Sulaim al Hilaly si marjiner notes itu telah memberi catatan -Kasyful
Asrar terjemahan bahasa Arab yang dipalsukan itu- dengan cacian dan
kata-kata kotor yang ditujukan kepada pengarang buku itu Ayataullah
Khomeini, ia menuliskan Khomeini sebagai Mulhid, kebatinan, pembohong,
pendengki dan fanatik Parsi. Padahal Khomaini tidak pernah menuliskan
tulisan sebagaimana yang diterjemahkan dalam bahasa Arab, sepenuhnya
tulisan bahasa Arab itu menjadi tanggung penerjemah yang telah
memalsukanya.
Kejahatan penerjemah bahasa Arab tersebut terjadi, saat Khomaini
menuliskan penjelasan pada pembaca bahwa bukunya ditulis dalam bahasa
Parsi (Farisiyah) – kata Farisiyah jika diterjemahkan berarti Bahasa
Parsi – tetapi oleh penterjemah Arab dirubah menjadi “Furs” yang
berarti Bangsa Parsi, lalu si marjiner notes mencacinya sebagai pengobar
fanatik persia dan ia manantangnya sambil memberi nama Khomeini sebagai
yang punya wahyu-wahyu syetan dan si pandir.

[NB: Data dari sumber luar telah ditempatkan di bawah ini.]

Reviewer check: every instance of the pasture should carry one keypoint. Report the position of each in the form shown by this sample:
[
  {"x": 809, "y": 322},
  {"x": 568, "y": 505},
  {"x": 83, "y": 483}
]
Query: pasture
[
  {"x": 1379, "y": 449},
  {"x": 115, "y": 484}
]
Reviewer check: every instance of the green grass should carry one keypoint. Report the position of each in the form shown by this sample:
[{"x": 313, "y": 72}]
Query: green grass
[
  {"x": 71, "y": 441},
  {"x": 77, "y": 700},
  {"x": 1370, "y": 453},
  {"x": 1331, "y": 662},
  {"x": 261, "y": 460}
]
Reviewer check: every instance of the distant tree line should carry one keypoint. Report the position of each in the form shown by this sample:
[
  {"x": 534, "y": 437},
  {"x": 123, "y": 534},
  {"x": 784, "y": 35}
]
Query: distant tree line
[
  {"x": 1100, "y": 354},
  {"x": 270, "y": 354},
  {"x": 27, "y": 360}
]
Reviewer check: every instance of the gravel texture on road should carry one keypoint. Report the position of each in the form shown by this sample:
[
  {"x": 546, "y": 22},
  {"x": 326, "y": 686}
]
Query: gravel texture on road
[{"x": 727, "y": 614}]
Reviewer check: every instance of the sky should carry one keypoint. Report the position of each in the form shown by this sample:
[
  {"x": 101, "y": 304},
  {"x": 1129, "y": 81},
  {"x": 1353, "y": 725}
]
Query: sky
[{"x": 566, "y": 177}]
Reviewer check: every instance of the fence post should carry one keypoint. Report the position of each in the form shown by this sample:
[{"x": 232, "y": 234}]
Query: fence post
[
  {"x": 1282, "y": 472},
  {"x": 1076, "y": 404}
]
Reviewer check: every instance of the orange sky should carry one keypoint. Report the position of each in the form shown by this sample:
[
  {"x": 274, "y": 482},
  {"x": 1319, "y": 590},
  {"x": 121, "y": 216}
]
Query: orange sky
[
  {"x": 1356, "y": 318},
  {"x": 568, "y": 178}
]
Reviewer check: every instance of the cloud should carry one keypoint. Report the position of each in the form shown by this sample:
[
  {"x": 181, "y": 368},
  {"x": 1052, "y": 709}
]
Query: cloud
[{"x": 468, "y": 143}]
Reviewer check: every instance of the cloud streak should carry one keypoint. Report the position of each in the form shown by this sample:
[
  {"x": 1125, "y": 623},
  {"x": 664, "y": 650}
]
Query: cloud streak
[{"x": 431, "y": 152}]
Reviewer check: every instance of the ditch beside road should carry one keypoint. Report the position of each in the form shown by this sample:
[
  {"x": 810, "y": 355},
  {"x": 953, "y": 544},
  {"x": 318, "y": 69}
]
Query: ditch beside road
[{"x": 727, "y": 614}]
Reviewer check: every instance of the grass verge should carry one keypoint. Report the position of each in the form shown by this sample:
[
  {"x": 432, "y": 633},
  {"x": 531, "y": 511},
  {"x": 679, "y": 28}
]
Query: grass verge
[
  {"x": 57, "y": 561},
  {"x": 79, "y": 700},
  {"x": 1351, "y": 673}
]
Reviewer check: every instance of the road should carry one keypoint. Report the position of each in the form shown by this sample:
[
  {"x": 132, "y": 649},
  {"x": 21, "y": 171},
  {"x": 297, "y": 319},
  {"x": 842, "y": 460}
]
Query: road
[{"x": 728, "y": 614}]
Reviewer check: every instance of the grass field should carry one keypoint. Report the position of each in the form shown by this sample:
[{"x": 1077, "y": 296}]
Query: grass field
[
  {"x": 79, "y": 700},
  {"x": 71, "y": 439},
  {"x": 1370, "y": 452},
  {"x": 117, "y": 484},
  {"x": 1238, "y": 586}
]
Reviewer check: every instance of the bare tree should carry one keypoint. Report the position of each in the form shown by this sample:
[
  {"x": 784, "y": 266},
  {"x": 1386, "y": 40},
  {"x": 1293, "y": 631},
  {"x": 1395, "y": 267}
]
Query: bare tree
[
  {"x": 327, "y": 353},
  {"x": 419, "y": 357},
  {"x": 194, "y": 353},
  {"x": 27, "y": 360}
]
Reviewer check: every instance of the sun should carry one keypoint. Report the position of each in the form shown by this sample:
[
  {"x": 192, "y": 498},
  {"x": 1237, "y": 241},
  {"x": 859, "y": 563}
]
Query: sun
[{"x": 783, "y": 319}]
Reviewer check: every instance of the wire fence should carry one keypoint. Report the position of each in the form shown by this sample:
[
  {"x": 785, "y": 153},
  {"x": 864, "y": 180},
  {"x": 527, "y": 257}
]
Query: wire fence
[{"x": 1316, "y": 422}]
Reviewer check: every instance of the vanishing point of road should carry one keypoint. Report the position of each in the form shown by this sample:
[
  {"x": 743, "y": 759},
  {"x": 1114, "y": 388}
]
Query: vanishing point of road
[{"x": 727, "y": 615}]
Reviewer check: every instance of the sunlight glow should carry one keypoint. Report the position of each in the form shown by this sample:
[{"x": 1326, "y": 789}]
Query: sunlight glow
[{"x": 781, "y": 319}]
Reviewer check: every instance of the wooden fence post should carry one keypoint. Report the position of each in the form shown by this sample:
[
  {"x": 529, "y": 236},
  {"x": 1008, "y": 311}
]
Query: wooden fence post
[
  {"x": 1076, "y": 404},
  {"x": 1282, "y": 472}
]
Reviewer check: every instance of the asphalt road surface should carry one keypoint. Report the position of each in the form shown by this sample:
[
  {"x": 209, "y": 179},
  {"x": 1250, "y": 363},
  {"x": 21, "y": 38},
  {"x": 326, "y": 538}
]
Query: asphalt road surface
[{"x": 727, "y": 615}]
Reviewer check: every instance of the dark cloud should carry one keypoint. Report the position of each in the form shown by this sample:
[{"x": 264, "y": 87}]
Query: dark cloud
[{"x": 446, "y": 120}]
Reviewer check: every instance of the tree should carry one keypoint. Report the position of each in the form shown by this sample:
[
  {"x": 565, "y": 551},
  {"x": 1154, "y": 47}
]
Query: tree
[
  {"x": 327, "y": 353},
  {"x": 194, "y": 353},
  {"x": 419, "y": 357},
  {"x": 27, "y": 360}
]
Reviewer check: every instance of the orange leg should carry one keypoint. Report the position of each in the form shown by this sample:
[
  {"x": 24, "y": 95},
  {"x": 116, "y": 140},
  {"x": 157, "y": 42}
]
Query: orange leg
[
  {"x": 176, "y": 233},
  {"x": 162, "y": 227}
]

Dalam buku Kasyful Asrar terjemahan bahasa Arab dalam setiap
halamanya dipenuhi caci maki semacam itu… itu bukan tanpa kesengajaan,
karena dalam setiap lembar buku itu tersedia bahwan terjemahan yang di
palsukan sehingga memberikan bahan untuk mencaci maki penulisnya
(Ayatullah Khomeini), sebagai contohnya adalah pada halaman 59 (Kasyful
Asrar berbahasa Arab yang di palsukan), Khomeini ketika menjelaskan
tentang syahid ia menuliskan ” Wa dhaha bi kulli wujudihi fi
sabilillahi” (dan ia telah mengorbankan semua yang ada di jalan Allah)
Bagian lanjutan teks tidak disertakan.